"What is it? You are not going back?" she asked, but keeping her voice perfectly steady.

"No. I am going forward." He laughed with a strange tenseness in his tone. "I cannot tell you much about it. It is forbidden. 'Even the night hath ears.'"

"Oh! An air attack?" she whispered.

"In force. Several squadrons. Before daybreak. I—I wished to see you—to speak to you. If I should not return at once, you'll—you'll tell Captain Dexter to attend to my papers. He'll understand. I've fixed things for the kiddies——"

"Oh! Yes," she said. Her voice was suddenly hoarse and dry. She drew back further into the shadow.

"Good-by, Miss Melnotte—Belinda."

"Good-by, Mr. Sanderson."

He turned away rather abruptly and trudged back along the road toward the town.
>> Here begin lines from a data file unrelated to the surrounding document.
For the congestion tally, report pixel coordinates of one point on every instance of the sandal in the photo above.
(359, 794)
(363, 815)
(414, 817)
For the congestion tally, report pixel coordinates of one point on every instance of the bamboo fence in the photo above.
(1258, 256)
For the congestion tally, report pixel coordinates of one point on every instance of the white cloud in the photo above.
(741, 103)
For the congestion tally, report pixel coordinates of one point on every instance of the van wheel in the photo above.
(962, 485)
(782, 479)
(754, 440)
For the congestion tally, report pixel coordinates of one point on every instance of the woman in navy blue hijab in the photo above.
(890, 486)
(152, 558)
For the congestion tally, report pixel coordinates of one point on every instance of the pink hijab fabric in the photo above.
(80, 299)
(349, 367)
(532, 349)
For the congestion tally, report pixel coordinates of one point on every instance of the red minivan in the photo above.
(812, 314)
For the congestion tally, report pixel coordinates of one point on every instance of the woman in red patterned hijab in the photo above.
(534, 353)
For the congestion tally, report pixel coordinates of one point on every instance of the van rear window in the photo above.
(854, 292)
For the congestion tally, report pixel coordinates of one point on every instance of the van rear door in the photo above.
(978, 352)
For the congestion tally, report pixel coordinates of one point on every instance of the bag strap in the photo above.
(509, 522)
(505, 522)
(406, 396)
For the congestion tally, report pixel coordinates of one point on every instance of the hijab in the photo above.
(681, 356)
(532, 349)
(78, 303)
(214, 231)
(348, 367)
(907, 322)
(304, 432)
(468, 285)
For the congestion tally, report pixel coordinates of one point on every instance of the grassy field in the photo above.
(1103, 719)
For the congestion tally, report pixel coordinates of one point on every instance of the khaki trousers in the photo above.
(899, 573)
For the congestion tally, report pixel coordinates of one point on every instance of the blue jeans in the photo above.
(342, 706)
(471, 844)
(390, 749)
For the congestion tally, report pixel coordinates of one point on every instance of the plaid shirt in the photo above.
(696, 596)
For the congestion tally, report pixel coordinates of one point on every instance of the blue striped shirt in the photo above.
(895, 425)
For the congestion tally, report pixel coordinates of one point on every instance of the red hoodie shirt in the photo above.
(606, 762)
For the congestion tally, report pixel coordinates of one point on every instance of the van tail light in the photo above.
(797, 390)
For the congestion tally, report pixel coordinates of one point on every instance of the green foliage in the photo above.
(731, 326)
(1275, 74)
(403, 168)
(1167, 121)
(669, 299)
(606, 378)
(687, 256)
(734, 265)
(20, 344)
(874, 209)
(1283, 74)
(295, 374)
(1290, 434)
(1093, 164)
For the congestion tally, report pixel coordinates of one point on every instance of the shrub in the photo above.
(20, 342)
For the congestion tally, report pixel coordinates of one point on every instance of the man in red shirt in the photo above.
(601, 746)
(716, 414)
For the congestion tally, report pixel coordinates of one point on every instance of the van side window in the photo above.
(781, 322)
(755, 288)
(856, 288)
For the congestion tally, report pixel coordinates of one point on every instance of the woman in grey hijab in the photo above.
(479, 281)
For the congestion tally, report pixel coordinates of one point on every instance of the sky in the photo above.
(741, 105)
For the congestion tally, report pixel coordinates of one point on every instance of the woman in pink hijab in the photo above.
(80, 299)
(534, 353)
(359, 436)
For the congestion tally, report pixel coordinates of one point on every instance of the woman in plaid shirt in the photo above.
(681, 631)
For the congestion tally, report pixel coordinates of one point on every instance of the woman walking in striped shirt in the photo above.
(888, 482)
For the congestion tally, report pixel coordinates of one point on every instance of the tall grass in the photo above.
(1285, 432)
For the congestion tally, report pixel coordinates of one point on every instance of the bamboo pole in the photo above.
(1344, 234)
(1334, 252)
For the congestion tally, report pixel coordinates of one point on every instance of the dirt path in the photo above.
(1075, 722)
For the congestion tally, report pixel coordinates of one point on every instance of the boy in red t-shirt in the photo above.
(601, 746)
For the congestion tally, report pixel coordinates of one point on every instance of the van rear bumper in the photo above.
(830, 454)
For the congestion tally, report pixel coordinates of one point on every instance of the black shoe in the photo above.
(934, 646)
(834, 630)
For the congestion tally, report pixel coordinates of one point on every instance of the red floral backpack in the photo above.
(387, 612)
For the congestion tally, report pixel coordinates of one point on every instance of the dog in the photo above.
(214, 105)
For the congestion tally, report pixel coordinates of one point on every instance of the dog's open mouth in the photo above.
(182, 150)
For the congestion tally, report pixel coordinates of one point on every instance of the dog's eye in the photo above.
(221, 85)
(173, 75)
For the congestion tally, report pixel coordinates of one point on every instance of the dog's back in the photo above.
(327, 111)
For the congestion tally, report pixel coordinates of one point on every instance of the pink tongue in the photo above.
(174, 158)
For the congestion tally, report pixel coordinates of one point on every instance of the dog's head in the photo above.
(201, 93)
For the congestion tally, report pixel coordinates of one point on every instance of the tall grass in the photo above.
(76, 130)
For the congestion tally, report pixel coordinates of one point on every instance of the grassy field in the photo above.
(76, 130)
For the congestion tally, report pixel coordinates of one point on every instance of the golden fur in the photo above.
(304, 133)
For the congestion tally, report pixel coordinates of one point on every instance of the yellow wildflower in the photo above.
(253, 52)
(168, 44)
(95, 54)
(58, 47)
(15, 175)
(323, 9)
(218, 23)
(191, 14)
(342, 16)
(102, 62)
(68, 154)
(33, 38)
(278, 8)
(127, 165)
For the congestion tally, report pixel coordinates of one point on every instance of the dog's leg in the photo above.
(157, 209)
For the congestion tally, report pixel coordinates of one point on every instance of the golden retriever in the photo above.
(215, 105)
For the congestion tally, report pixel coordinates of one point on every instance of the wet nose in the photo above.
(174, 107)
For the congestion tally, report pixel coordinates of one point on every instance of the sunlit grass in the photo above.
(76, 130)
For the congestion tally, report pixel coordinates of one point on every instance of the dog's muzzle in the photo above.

She stood long at the casement—long after he was out of sight, and her thoughts were bitter. She had let him go from her without a tender word—without a whisper to console him. She fought down sternly the desire to call him back—to slip into her cape and run after him along the dark and lonely road.

He would go into the air at dawn on a mission that seemed to her mind almost sure to have a fatal ending. How often he faced death in his daily flights she did not know. But evidently Frank Sanderson considered this present venture as threatening more than usual peril, or he would not have come so far for a last glimpse of her.